On 27 March 2014, the UN General Assembly adopted a resolution calling upon states not to recognize changes in status quo of Crimea region. 100 states voted in favor, 11 were against and 58 abstained. In terms of international law, Ukraine’s continued sovereignty over Crimea is supported by the absolute majority of states, even though Crimea is now de facto annexed by the Russian Federation. In this post I want to make two points: one concerning the Russian scholarship on international law and the second on the history of Russia’s treaty practice regarding Crimea.
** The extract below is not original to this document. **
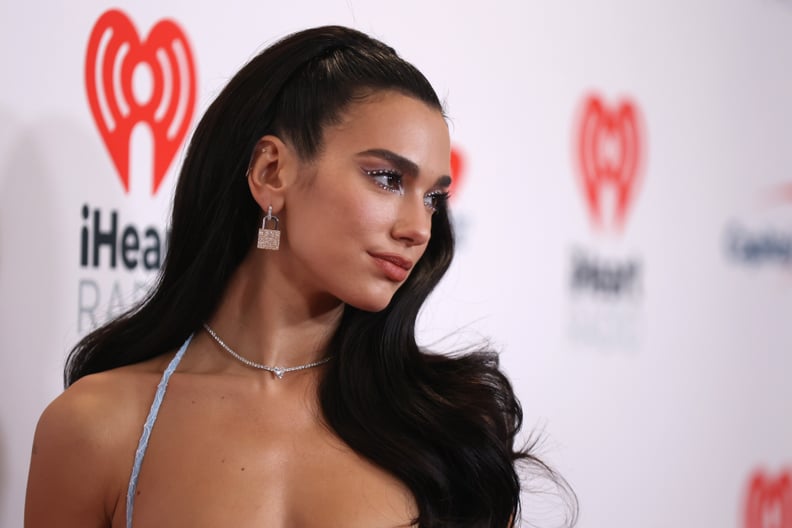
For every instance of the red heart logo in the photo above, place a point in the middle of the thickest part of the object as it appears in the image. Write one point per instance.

The first point is that the annexation of Crimea by the Russian Federation goes against pretty much everything that has been written in Russia over the last twenty years (plus during the Soviet period) on the legality of the use of military force and the right or peoples to self-determination in international law in non-colonial contexts. Suffice it to say that the Concept of the Foreign Policy of the Russian Federation, approved by President Putin on 12 February 2013, emphatically criticizes and condemns the use of military force outside the framework of the UN Charter.
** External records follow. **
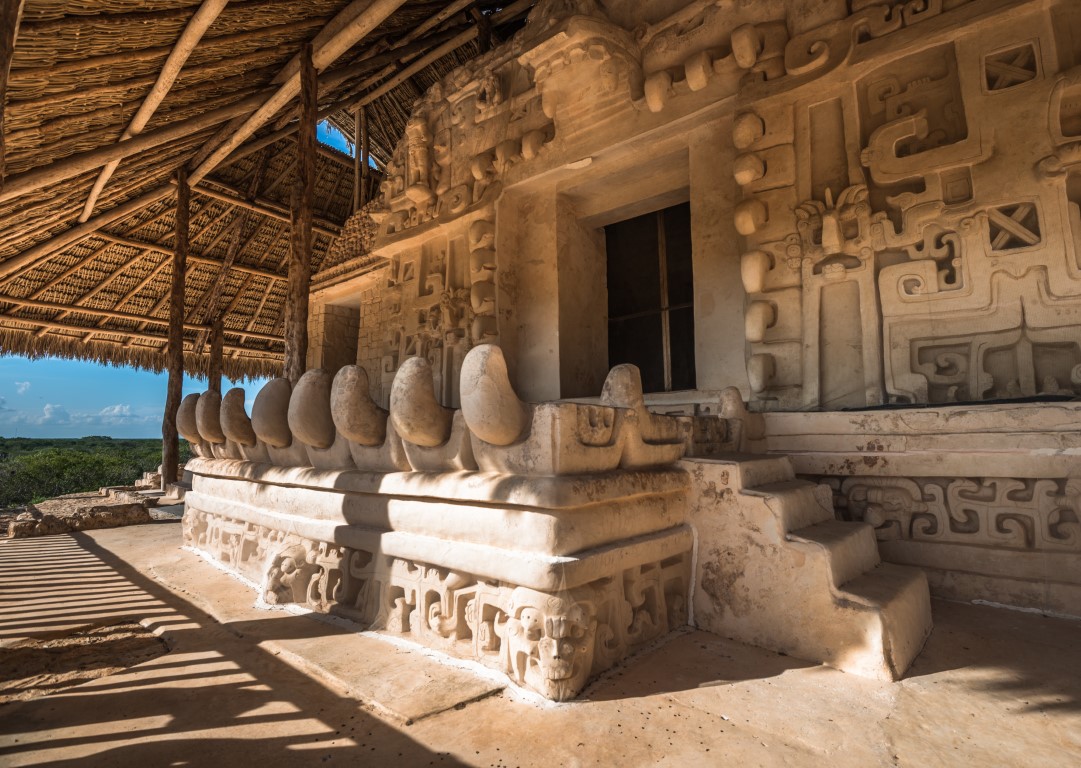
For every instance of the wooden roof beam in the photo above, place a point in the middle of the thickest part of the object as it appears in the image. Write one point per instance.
(164, 250)
(133, 335)
(112, 315)
(11, 14)
(347, 28)
(171, 69)
(264, 207)
(82, 162)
My comment focuses on the Russian scholarship of international law because its most prominent representatives have until now argued that, in international law, the principle of state sovereignty clearly trumps the right of peoples to self-determination. (See e.g. I.I. Lukashuk, Mezhdunarodnoe pravo. Obshaya chast’ (2001), 280, 300; V.I. Kuznetsov, B.R. Tuzmukhamedov (eds) Mezhdunarodnoe pravo, 2nd ed. (2007), 215; G.G. Shinkaretskaya, ‘Polozhenie fakticheski sushestvuyushikh rezhimov (nepriznannykh gosudarstv)’, in: A.G. Lisitsyn-Svetlanov (ed.) Novye vyzovy i mezhdunarodnoe pravo (2010), 168-172; A.Ya. Kapustin (ed.) Mezhdunarodnoe pravo (2008), 105; A.A. Kovalev, S.v. Chernichenko (eds) Mezhdunarodnoe pravo, 3rd ed. (2008), 58.)